Ruh ve beden, bedenle ruh: Nasıl da gizemliydiler! Ruh hayvanlaşabiliyor, beden de sırasında ruh kesiliyordu. Duyguların yücelttiğini zihin aşağılayabiliyordu. Tensel itkinin nerede bitip fizik itkinin nerede başladığını kim bilebilirdi? Sıradan ruhbilimcilerin gelişigüzel tanımlamaları nasıl da sığdı! Öte yandan çeşitli ruhbilim okullarının savları arasında seçim yapmak ne kadar zordu! Ruh acaba günah evinin içinde oturan bir gölge miydi? Yoksa beden mi aslında ruhun içindeydi, Giardano Bruno'nun düşündüğü gibi. Ruhun maddeden ayrılması da bir sırdı, tıpkı ruhun maddeyle birleşmesinin bir sır olduğu gibi.

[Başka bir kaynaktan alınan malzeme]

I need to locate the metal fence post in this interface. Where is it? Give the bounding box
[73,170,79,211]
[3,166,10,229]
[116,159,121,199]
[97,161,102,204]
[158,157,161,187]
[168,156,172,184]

Okuduğum en ilginç kitaplardan biriydi. Gençliği ve güzelliğiyle insanların ilgisini üzerine toplayan Dorian Gray adında bir gencin kendisi yerine portresinin yaşlanmasını dilemesiyle başlıyor her şey. Dileği kabul oluyor ve bu durum başlarda her ne kadar hoşuna gitse de Dorian gün geçtikçe günah bataklığına sürüklenip bambaşka bir insana dönüşüyor.
Bir sonraki bölümde neler olacağını asla kestiremediğim, heyecanla okuduğum, çarpıcı sonuyla şaşırıp kaldığım bir kitaptı. Keyifli okumalar dilerim.
Yanaklarında, çamlıklarda koşanların neşeli pembeliği yankılanıyordu. Buğulu gözleri, o enfes iri yeşil gözleri, billur bir bardaktaki suya atılmış zümrüt taşları gibiydi.